Ugly Number II

medium heap dp math

Problem

An ugly number has only 2, 3, and 5 as prime factors. Given n, return the n-th ugly number (1 is considered ugly).

Inputn = 10

Output12

Sequence: 1, 2, 3, 4, 5, 6, 8, 9, 10, 12. Three pointers (i2, i3, i5) emit the next value as min(2·u[i2], 3·u[i3], 5·u[i5]).

def nth_ugly_number(n):
    u = [1]
    i2 = i3 = i5 = 0
    while len(u) < n:
        nxt = min(u[i2] * 2, u[i3] * 3, u[i5] * 5)
        u.append(nxt)
        if nxt == u[i2] * 2: i2 += 1
        if nxt == u[i3] * 3: i3 += 1
        if nxt == u[i5] * 5: i5 += 1
    return u[-1]

function nthUglyNumber(n) {
  const u = [1];
  let i2 = 0, i3 = 0, i5 = 0;
  while (u.length < n) {
    const nxt = Math.min(u[i2] * 2, u[i3] * 3, u[i5] * 5);
    u.push(nxt);
    if (nxt === u[i2] * 2) i2++;
    if (nxt === u[i3] * 3) i3++;
    if (nxt === u[i5] * 5) i5++;
  }
  return u[u.length - 1];
}

class Solution {
    public int nthUglyNumber(int n) {
        int[] u = new int[n];
        u[0] = 1;
        int i2 = 0, i3 = 0, i5 = 0;
        for (int i = 1; i < n; i++) {
            int nxt = Math.min(u[i2] * 2, Math.min(u[i3] * 3, u[i5] * 5));
            u[i] = nxt;
            if (nxt == u[i2] * 2) i2++;
            if (nxt == u[i3] * 3) i3++;
            if (nxt == u[i5] * 5) i5++;
        }
        return u[n - 1];
    }
}

int nthUglyNumber(int n) {
    vector<int> u(n);
    u[0] = 1;
    int i2 = 0, i3 = 0, i5 = 0;
    for (int i = 1; i < n; i++) {
        int nxt = min({ u[i2] * 2, u[i3] * 3, u[i5] * 5 });
        u[i] = nxt;
        if (nxt == u[i2] * 2) i2++;
        if (nxt == u[i3] * 3) i3++;
        if (nxt == u[i5] * 5) i5++;
    }
    return u[n - 1];
}

Explanation

An ugly number is built only from the factors 2, 3, and 5. The key insight is that every ugly number is some earlier ugly number multiplied by 2, 3, or 5, so we can grow the list in order instead of testing each integer.
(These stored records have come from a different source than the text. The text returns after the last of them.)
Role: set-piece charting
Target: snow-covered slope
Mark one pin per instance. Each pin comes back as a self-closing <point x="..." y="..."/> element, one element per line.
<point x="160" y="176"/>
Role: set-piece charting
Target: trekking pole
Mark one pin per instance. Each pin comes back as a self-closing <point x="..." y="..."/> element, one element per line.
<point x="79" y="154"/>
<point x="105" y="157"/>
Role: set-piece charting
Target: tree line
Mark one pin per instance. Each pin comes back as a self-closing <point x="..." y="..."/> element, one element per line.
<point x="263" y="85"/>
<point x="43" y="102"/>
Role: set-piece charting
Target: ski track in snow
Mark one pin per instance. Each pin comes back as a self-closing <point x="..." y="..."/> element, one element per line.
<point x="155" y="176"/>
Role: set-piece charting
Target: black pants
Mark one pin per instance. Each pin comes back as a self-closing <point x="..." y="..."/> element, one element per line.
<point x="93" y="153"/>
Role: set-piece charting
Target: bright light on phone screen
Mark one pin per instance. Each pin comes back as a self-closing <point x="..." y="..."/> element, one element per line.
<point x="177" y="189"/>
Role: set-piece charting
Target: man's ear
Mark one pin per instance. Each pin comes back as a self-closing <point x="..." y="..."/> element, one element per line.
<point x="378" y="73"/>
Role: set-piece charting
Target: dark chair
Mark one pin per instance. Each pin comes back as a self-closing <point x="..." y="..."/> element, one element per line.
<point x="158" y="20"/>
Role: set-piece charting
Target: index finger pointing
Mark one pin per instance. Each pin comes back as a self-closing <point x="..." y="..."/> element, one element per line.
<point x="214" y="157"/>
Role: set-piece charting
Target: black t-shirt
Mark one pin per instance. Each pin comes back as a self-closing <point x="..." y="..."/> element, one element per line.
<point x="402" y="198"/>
We keep a list u starting at [1] and three pointers i2, i3, i5. At each step the next candidate from each factor is u[i2]*2, u[i3]*3, and u[i5]*5; the next ugly number is the minimum of these three.

After appending that minimum, we advance every pointer whose candidate equaled it. Bumping all matching pointers is what avoids duplicates (for example 6 is both 2*3 and 3*2).

Example: starting from 1 we produce 2, 3, 4, 5, 6, 8, 9, 10, 12. The 10th value is 12.

Each new number costs only a min of three values and a few pointer bumps, so building up to the n-th number is fast and uses no factoring.

Time: O(n) Space: O(n)